The company announced today that the U.S. Patent and Trademark Office had confirmed the validity of the key patent on its $12.7 billion-a-year cholesterol drug. Generic-drug maker Ranbaxy Laboratories had filed a re-examination request last year. Now that Pfizer's won multiple U.S. court battles against Ranbaxy's bid to market generic Lipitor before the drug's patent expires in March 2010, the direct generic threat to Lipitor in the U.S. seems decisively defeated.

Although Ranbaxy seems to have failed in the United States, it's successfully overturned Lipitor patents in some other global jurisdictions, including Norway last year. Ranbaxy and other generic manufacturers also have defeated Pfizer in the Canadian Federal Courts, where they now await the results of Pfizer's appeal.

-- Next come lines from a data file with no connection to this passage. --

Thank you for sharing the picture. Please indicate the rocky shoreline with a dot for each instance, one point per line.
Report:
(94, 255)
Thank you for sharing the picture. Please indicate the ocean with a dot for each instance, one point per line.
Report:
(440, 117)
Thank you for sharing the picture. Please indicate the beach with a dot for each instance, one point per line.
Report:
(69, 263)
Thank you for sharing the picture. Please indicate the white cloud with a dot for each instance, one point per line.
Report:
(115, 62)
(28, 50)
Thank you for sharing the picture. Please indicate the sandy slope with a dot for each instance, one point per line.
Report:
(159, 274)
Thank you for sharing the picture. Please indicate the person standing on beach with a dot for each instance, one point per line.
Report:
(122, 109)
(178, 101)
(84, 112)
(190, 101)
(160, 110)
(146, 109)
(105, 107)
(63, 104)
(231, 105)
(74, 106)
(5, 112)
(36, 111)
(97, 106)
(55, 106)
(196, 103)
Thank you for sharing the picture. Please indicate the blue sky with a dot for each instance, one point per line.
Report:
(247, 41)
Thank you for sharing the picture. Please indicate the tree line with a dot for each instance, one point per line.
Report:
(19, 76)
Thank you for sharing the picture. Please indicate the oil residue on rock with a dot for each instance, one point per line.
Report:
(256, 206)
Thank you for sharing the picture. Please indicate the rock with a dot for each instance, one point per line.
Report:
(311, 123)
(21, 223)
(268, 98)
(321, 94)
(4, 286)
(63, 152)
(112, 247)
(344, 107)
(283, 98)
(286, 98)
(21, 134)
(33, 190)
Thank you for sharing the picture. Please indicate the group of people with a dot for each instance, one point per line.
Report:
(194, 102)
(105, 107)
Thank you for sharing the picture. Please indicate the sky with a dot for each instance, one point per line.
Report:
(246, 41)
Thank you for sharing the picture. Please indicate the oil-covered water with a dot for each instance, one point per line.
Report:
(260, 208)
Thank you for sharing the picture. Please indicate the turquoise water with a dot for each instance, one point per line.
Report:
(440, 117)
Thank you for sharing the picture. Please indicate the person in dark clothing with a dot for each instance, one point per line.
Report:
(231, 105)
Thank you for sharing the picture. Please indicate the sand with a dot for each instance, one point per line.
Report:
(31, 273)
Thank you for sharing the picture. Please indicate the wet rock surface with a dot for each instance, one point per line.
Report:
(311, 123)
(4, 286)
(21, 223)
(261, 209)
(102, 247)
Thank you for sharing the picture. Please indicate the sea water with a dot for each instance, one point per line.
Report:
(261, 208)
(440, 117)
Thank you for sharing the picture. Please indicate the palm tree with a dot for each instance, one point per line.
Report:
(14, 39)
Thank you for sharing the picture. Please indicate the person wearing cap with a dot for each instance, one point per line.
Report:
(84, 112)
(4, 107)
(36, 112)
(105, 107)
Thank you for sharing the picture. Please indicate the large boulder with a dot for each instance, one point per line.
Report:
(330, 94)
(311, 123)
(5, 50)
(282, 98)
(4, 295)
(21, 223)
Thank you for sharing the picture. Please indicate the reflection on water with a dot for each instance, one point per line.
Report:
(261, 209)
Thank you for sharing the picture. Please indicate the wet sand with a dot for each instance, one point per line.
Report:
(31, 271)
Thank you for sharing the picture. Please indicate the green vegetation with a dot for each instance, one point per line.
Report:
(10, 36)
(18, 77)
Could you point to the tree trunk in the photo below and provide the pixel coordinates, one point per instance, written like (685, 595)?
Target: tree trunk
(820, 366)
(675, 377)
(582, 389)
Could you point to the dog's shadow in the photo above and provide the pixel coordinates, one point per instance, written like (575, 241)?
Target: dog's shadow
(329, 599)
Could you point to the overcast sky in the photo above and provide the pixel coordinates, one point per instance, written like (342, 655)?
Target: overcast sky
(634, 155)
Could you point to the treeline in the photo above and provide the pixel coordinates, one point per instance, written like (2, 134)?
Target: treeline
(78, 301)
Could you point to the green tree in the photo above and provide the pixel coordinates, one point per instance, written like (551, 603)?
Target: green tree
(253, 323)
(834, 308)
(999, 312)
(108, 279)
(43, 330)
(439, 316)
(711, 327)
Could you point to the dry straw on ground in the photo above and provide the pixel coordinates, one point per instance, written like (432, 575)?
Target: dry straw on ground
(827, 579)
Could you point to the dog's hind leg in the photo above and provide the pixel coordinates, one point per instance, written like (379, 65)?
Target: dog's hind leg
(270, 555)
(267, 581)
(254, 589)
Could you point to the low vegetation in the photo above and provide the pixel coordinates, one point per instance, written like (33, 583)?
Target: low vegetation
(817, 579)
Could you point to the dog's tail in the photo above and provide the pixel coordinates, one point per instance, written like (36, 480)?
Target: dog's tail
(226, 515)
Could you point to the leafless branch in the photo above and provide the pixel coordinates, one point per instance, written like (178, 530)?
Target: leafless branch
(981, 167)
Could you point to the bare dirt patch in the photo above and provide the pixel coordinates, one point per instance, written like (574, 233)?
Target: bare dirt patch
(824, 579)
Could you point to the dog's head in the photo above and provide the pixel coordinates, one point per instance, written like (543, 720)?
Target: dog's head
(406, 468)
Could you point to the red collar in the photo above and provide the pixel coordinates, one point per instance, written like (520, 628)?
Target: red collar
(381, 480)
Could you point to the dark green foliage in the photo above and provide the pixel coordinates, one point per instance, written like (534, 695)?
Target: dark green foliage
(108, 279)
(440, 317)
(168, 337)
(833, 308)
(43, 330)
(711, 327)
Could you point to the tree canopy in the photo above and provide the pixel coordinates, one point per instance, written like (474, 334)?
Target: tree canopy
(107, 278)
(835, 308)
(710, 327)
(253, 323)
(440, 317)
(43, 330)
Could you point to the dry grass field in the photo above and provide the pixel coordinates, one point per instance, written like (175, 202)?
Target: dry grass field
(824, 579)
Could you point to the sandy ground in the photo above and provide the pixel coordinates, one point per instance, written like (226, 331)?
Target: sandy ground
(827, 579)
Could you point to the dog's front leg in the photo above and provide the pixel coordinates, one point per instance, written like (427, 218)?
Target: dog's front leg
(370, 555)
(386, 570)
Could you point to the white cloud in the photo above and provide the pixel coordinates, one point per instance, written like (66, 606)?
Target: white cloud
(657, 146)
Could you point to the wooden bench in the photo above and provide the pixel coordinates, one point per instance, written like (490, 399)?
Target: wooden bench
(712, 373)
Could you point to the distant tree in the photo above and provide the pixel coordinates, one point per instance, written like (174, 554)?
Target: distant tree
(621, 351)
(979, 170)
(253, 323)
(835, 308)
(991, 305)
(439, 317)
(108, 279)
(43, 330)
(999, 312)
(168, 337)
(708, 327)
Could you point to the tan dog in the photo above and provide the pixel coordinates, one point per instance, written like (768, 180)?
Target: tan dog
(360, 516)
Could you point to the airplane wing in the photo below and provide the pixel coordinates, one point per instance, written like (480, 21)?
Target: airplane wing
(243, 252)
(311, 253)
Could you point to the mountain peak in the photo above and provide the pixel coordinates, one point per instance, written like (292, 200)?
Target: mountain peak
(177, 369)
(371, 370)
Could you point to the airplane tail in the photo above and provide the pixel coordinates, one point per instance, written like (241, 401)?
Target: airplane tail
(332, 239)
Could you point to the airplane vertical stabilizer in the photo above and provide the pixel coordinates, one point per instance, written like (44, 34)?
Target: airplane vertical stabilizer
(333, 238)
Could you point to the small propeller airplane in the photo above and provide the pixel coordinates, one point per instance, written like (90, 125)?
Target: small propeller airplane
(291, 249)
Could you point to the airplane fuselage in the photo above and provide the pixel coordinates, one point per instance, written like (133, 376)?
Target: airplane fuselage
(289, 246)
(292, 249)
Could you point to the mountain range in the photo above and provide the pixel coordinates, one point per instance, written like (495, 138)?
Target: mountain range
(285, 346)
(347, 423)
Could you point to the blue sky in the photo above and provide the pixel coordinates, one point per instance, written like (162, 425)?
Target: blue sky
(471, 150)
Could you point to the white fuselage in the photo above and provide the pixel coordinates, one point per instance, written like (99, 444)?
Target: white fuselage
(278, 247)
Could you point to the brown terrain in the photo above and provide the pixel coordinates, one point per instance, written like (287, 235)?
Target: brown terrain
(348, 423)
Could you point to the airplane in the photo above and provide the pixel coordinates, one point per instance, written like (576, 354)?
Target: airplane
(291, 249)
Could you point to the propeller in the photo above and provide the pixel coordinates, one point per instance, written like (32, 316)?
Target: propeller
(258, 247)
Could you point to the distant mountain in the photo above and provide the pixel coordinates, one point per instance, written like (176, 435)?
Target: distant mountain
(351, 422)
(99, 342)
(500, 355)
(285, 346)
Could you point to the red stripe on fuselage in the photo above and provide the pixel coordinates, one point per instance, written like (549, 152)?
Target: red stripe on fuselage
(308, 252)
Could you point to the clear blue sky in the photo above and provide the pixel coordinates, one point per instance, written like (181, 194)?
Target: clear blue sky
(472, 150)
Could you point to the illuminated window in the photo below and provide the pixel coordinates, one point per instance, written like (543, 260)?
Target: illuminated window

Eventually, some generic Lipitor will leak into markets where Pfizer still has exclusivity. But generic versions of Merck's (NYSE: MRK) rival cholesterol drug Zocor, which debuted in 2006, may pose a greater challenge. Facing added competition from much cheaper generic versions of a similar statin drug, in what Pfizer calls a "price-sensitive" environment, Lipitor U.S. sales fell 18% year over year in the first quarter. With Ranbaxy foiled, this generic threat to Lipitor deserves investors' closest attention.